The basic intuition is that in a neighbourhood of $0$, $f$ is positive. This leads to f' being increasing (as f'' > f), and thus $f$ is increasing. If you picked the "leftmost" point where $f$ is 0, then in that interval, you need f' to become $0$ at some point.
To formalize this, an elementary proof:
Since $f(0) = 0$, and f'(0) \gt 0, there is a $\delta \gt 0$ such $f(x) \gt 0$ for all $x \in (0, \delta)$.
This we can see by using the $\epsilon-\delta$ definition of derivative and choosing \epsilon = \frac{f'(0)}{2}.
Now assume there is some point $y \gt 0$ where $f(y) \le 0$. This implies there is some point y' \gt 0 such that f(y') = 0
Now let $S$ be the set defined by $S = \{ y: y \ge \delta, f(y) = 0\}$.
Since S is bounded below, $c = \inf S$ (greatest lower bound) is well defined. By continuity of $f$ we have that $f(c) = 0$ (we can pick a sequence $c_n \to c$ and $c_n \in S$). Note that $c \ge \delta \gt 0$.
Now for any $0 \lt x \lt c$, we have that $f(x) \gt 0$. This is because, for $x \lt c$, we cannot have $f(x) = 0$ (as $c = \inf S$), and if $f(d) \lt 0$ for some $d$, then by continuity, there is a point $e \lt d \lt c$ such that $f(e) = 0$.
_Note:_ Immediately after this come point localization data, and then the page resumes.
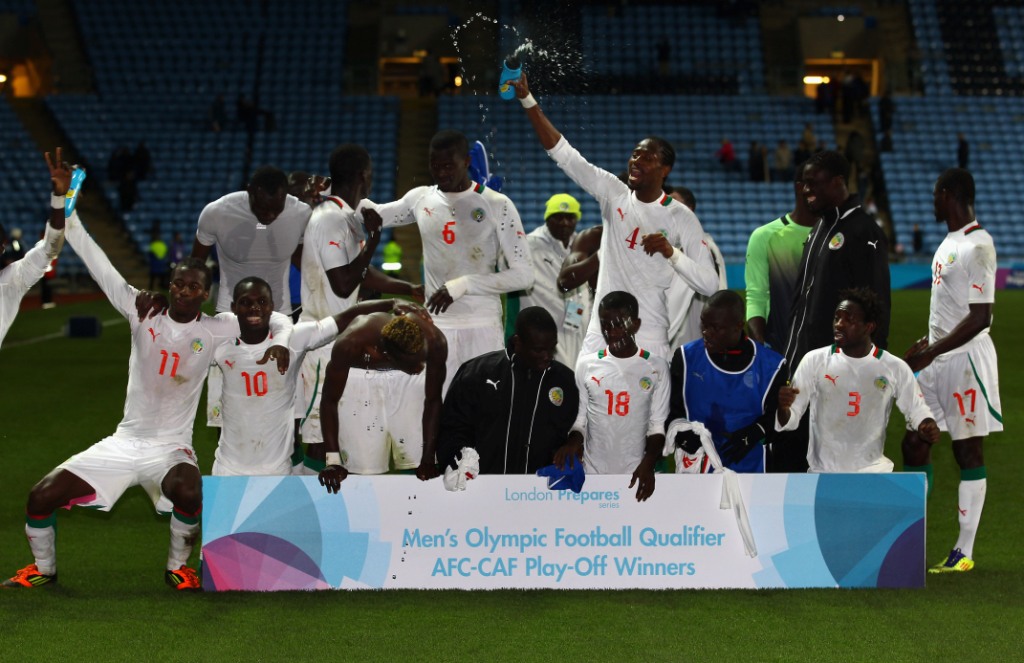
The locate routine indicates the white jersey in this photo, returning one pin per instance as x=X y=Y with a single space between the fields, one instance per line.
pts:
x=169 y=360
x=465 y=238
x=247 y=248
x=257 y=401
x=622 y=402
x=852 y=400
x=963 y=274
x=333 y=239
x=18 y=277
x=686 y=305
x=624 y=263
x=571 y=309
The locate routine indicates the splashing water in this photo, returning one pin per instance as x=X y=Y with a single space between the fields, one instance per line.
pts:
x=558 y=61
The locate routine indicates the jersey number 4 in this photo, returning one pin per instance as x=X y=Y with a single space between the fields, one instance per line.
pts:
x=255 y=384
x=632 y=239
x=960 y=401
x=619 y=404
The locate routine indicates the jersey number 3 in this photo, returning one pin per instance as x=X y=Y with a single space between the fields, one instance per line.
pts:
x=854 y=404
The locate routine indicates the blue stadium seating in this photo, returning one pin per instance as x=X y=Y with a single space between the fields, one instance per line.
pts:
x=605 y=129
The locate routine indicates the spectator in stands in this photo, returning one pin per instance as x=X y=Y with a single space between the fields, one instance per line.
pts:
x=887 y=141
x=963 y=151
x=120 y=164
x=664 y=50
x=756 y=162
x=178 y=251
x=247 y=114
x=808 y=139
x=782 y=163
x=549 y=246
x=726 y=156
x=158 y=254
x=128 y=192
x=514 y=406
x=887 y=109
x=728 y=383
x=433 y=75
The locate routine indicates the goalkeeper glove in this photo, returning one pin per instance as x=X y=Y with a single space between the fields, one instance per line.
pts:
x=740 y=443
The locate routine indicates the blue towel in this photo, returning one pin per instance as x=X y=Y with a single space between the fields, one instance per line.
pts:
x=571 y=478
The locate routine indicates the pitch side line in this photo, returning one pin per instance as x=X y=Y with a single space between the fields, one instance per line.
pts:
x=59 y=334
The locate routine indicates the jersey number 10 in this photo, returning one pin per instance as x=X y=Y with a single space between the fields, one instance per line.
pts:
x=255 y=384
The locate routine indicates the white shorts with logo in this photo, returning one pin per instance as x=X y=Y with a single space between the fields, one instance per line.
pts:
x=380 y=419
x=963 y=390
x=467 y=342
x=114 y=464
x=214 y=387
x=311 y=383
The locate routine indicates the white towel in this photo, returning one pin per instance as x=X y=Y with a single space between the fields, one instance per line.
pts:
x=731 y=497
x=467 y=469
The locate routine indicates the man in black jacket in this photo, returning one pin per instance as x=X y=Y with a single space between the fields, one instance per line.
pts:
x=846 y=249
x=514 y=406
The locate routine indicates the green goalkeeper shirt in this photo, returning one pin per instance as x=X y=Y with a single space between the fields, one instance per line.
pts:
x=772 y=274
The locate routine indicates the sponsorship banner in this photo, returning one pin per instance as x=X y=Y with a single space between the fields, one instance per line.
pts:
x=279 y=533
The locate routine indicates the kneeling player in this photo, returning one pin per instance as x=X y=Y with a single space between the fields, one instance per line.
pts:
x=389 y=353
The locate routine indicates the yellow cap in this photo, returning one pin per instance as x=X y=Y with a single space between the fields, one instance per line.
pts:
x=561 y=204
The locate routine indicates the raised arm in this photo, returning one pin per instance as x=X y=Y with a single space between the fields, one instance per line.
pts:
x=546 y=132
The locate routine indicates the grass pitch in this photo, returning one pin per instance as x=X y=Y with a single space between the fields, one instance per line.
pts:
x=61 y=395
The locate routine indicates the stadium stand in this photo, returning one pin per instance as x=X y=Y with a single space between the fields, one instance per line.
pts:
x=605 y=129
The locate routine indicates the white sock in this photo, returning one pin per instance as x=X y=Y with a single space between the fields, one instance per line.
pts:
x=183 y=537
x=972 y=499
x=42 y=541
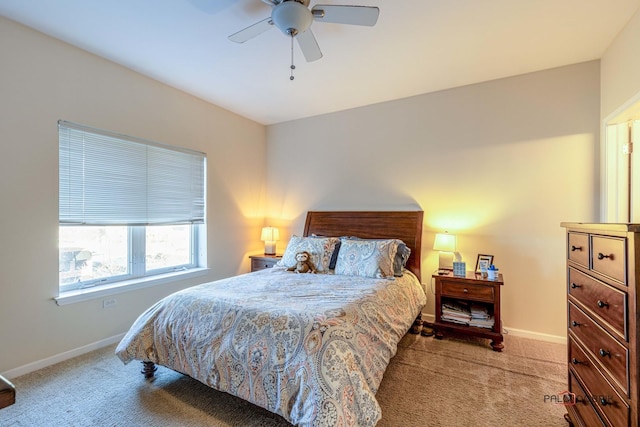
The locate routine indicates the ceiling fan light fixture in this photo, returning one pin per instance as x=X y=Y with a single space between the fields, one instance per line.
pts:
x=291 y=17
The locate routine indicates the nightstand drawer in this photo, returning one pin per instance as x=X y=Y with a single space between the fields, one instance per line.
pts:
x=467 y=291
x=261 y=262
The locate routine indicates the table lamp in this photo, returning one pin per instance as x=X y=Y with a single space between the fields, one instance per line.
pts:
x=270 y=235
x=446 y=244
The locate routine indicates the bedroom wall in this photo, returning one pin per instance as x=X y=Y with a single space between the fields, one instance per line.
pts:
x=620 y=83
x=43 y=80
x=500 y=164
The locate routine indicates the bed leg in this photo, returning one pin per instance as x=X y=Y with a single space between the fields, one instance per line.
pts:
x=149 y=368
x=417 y=325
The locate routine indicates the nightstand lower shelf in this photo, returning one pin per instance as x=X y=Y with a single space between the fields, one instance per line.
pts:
x=497 y=338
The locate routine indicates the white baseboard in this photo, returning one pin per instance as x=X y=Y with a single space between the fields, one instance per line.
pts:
x=518 y=332
x=34 y=366
x=537 y=336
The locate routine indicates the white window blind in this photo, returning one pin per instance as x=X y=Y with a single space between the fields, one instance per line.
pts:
x=112 y=179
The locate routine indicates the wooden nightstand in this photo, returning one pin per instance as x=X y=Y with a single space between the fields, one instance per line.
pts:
x=466 y=292
x=260 y=262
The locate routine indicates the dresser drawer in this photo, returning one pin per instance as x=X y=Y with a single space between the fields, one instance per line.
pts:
x=578 y=248
x=467 y=291
x=608 y=257
x=604 y=348
x=603 y=395
x=583 y=405
x=607 y=303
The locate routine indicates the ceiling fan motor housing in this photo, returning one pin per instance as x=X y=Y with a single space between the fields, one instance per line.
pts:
x=291 y=17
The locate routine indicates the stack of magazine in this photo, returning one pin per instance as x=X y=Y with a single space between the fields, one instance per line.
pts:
x=480 y=317
x=456 y=312
x=464 y=313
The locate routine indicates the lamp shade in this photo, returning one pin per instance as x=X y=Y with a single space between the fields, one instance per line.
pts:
x=445 y=242
x=270 y=234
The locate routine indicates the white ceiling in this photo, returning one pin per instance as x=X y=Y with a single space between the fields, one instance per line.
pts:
x=417 y=46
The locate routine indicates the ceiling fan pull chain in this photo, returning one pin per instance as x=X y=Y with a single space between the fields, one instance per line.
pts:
x=293 y=67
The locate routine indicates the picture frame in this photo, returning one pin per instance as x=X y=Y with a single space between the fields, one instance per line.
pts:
x=483 y=260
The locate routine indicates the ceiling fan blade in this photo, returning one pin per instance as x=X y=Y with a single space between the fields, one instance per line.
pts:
x=309 y=46
x=353 y=15
x=252 y=31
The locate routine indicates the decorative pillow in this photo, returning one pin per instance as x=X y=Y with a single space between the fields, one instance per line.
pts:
x=367 y=258
x=401 y=258
x=334 y=255
x=399 y=262
x=320 y=248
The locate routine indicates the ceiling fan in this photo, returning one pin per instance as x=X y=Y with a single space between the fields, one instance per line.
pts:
x=294 y=19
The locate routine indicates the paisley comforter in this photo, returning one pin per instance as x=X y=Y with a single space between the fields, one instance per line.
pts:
x=310 y=347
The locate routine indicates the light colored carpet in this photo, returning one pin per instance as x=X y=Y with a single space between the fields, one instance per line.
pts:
x=449 y=382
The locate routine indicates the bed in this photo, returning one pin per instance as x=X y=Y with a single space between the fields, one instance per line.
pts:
x=312 y=348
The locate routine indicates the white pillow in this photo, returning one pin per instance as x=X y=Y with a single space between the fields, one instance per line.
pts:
x=320 y=249
x=367 y=258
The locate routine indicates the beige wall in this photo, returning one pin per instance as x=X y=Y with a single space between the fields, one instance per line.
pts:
x=620 y=82
x=43 y=80
x=500 y=164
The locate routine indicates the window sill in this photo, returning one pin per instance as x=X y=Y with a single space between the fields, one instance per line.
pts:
x=80 y=295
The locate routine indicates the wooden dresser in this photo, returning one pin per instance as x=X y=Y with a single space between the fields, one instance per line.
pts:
x=602 y=321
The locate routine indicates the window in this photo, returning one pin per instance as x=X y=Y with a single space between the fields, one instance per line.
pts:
x=129 y=208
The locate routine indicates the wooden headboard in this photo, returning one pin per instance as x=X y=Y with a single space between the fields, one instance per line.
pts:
x=403 y=225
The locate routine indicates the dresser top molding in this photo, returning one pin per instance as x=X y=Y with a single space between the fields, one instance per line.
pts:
x=624 y=227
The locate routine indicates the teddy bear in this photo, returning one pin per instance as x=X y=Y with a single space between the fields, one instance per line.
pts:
x=303 y=263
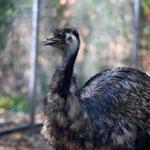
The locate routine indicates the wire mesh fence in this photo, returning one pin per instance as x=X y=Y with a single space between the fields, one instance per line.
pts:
x=105 y=29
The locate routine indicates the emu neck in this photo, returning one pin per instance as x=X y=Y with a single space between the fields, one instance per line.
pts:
x=63 y=75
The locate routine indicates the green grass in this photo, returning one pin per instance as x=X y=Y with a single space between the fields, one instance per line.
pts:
x=15 y=102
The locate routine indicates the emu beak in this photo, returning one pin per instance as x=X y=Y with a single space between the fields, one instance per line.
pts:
x=51 y=41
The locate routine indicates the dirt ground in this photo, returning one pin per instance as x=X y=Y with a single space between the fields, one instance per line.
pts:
x=23 y=141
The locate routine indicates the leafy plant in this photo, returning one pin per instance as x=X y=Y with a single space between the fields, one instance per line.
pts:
x=15 y=102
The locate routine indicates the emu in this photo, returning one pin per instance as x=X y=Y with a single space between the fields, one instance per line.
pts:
x=110 y=112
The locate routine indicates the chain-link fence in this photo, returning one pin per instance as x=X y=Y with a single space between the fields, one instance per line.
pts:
x=105 y=29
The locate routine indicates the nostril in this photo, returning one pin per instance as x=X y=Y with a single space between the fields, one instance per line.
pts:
x=69 y=39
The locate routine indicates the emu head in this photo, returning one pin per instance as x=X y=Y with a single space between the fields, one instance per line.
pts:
x=66 y=39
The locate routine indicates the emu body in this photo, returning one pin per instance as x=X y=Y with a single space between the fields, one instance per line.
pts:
x=110 y=112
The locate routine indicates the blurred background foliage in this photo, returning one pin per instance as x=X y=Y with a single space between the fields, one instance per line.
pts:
x=6 y=11
x=106 y=33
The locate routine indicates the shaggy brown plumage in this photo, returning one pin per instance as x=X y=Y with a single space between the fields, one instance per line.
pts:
x=110 y=112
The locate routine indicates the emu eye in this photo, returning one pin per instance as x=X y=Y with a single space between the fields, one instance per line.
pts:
x=69 y=39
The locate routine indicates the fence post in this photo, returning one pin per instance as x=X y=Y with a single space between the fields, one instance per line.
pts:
x=33 y=60
x=136 y=22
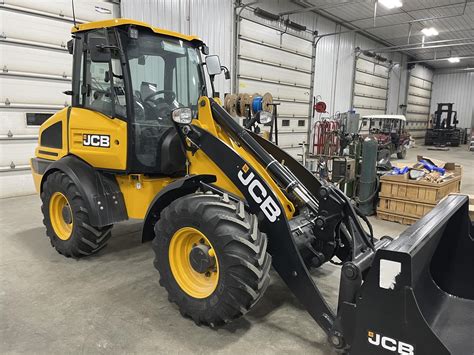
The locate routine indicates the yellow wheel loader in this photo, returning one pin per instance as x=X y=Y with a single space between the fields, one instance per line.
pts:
x=143 y=140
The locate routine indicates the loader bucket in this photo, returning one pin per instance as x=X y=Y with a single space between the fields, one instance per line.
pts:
x=418 y=297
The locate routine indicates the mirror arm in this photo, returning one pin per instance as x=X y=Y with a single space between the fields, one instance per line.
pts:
x=211 y=77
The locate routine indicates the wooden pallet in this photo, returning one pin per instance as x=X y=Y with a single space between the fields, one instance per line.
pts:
x=421 y=191
x=405 y=201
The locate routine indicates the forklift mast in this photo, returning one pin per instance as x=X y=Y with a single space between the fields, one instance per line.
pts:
x=448 y=122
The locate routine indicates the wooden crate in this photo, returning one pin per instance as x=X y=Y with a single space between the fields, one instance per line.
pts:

Thus for $x \in (0,c)$, we have $f(x) \gt 0$ and $f(0) = f(c) = 0$.
In this interval f''(x) \ge f(x) \gt 0. Thus f'(x) is increasing, and since f'(0) \gt 0, we have that f'(x) \gt 0 for all $x \in (0,c)$.
But since $f(0) = f(c)$, we must have that f'(\eta) = 0 for some $\eta \in (0,c)$, by Rolle's theorem.
A contradiction.
Thus there is no $y \gt 0$ for which $f(y) \le 0$.